He held the telkiira up to his eye, helpless to do otherwise, and sent his mind into its dark depths, seeking out its secrets. As before, he spied a fearsome glyph in the gemstone's facets, barring any deeper approach as surely as a rampart defended a castle. But he still remembered the name of the sigil from the vision he invoked in his workroom in Tower Reilloch, when he'd investigated the second stone.

"Larthanos," he whispered, and the telkiira opened to him.

Information poured into his mind: glimpses of distant memories, arcane formulae, dazzling vistas of elven cities long fallen and swallowed by forest. Again he saw the scene of the moon elf Ithraides giving his three telkiira to his younger colleagues, and the image of the sun elf with the bright green eyes and the cruel smile, who contemplated a thumb-sized crystal of purple, its surface covered with intricate runes. Saelethil Dlardrageth, the Dlardrageth high mage, and the Nightstar, the telkiira's frozen memories told him. Then Araevin's vision whirled and shifted, as arcane formulae and complex patterns flashed before his eyes, the record of spell after spell contained in the telkiira.

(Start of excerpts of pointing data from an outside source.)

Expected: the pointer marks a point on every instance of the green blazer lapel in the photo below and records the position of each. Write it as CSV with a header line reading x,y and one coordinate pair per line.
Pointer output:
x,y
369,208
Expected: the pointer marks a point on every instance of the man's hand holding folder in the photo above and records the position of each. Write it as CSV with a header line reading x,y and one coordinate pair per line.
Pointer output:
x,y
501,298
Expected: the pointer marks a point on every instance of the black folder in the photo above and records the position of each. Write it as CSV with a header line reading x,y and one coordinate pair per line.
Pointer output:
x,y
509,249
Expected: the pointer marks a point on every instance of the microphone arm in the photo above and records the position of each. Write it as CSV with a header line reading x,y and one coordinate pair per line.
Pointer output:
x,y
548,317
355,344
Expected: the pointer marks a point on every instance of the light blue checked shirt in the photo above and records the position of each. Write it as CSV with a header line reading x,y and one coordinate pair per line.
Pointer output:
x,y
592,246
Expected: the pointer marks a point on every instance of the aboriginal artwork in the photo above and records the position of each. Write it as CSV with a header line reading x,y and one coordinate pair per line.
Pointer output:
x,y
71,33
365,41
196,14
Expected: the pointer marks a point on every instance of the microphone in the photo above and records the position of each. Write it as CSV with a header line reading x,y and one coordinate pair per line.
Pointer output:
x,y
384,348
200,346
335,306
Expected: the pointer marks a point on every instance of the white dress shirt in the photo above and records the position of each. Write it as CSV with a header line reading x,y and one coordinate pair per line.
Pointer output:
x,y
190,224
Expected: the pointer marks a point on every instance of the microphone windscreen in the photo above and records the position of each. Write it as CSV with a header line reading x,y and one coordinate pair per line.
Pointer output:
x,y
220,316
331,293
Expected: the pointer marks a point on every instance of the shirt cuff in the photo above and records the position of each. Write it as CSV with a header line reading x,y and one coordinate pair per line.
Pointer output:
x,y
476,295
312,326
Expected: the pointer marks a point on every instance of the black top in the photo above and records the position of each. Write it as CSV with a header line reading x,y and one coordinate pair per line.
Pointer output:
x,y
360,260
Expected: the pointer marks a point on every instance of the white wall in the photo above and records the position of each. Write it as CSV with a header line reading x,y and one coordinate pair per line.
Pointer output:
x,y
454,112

He recognized several of the spells, as he had before-a spell for seeking out hidden things, a spell to reflect an enemy's spell back at him or her, a spell that would transfer one to a different plane of existence. And he viewed the mysterious spell, the one left incomplete in the first two gemstones. In his mind's eye he saw the three parts of it merge, the missing symbols arranging themselves, organizing into a pattern he could decipher and recognize. It was unique, he could see that at once. It could only be cast in one place, for one result.

It was the spell that would pass Ithraides' wards.

Araevin blinked, starting to lower the gemstone, but then his vision blurred again and a quick, final vision imposed itself on his sight. He glimpsed a spherical chamber of perfect white stone, in which the Nightstar hovered. Then he saw a mist-filled hall of silver pillars, and an old elven tower half buried by the forest. He sensed the tower, as if he followed the path of a lighthouse's searching beam across dark and unseen waters to a distant goal.

It still exists, he knew. And I know where it is.

"Well?'' demanded Sarya, calling him back to awareness.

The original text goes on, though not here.